Although there is no specific antiviral treatment available for acute or chronic hepatitis D virus infection, persistent hepatitis D virus replication can be treated with antiviral therapy. Persistent HDV replication can cause mortality if not treated timely with an effective antiviral therapy. Pegylated interferon alpha is the only drug effective against hepatitis D virus. The antiviral drugs used for hepatitis B virus have limited or no effect on HDV replication. The period of the therapy nor the period for which long patients need to be HDV RNA negative after the therapy are not well defined. Usually antiviral therapy may be necessary for over 1 year. The overall rate of sustained virological response is quite low with most patients relapsing after discontinuation of therapy. In cases of fulminant hepatitis or another underlying liver disease, liver transplantation may be considered.
The effective prevention and control of hepatitis D virus infection requires prevention of hepatitis B virus transmission which can be achieved by hepatitis B immunization, injection and blood safety, and harm reduction services.
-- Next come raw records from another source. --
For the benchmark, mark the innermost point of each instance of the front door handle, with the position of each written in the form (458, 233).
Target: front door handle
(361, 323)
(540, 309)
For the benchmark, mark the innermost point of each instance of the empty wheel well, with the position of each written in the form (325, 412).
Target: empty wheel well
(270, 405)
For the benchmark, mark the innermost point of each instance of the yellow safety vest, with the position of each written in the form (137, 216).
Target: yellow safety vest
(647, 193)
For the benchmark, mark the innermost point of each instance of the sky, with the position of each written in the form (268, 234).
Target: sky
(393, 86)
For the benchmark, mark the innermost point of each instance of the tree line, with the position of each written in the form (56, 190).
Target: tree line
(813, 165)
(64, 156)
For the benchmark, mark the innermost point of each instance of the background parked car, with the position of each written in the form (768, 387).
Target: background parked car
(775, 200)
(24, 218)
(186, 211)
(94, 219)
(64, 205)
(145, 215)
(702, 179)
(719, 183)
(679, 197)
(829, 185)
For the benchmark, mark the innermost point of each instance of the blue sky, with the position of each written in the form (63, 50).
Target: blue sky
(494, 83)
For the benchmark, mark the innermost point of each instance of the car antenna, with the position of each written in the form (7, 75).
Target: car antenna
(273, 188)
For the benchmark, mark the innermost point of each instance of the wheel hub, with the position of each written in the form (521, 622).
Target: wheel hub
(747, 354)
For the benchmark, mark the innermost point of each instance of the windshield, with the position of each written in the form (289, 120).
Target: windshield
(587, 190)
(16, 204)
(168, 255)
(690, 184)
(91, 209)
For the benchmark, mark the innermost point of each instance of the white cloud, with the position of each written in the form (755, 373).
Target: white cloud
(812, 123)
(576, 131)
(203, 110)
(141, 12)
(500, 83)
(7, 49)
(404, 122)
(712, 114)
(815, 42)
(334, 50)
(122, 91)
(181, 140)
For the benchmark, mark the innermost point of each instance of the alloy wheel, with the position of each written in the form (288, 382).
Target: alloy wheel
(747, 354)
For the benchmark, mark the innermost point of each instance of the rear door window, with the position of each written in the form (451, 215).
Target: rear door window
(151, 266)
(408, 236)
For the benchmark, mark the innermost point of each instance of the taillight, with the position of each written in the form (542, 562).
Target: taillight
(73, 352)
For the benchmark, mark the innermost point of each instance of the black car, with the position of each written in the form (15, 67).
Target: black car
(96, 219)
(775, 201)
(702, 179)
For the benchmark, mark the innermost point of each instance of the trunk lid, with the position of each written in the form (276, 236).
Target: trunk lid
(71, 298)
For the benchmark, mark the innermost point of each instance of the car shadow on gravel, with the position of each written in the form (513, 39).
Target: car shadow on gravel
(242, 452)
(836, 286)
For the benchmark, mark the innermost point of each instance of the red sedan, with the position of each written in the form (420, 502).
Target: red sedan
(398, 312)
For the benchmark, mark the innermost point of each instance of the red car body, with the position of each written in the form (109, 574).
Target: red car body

However, hepatitis B immunization does not provide protection against HDV for those already HBV infected. But HBV immunization greatly reduces the risk of HDV infection in people who are not HBV infected. To effectively reduce risk of hepatitis D virus infection, one had to always practice safe sex, useful safety measures with blood and blood products, and get vaccinated for hepatitis B virus. One also needs to be very careful when getting piercing or tattoos done. Ask the people at the tattoo parlour to sterilize the needles first.
Hepatitis D virus infection can’t be cured. Early diagnosis is essential in preventing liver damage. When left untreated HDV infection it can lead to cirrhosis, liver disease, or even liver cancer. People with chronic hepatitis D are more likely to develop complications than those with the acute version of the infection.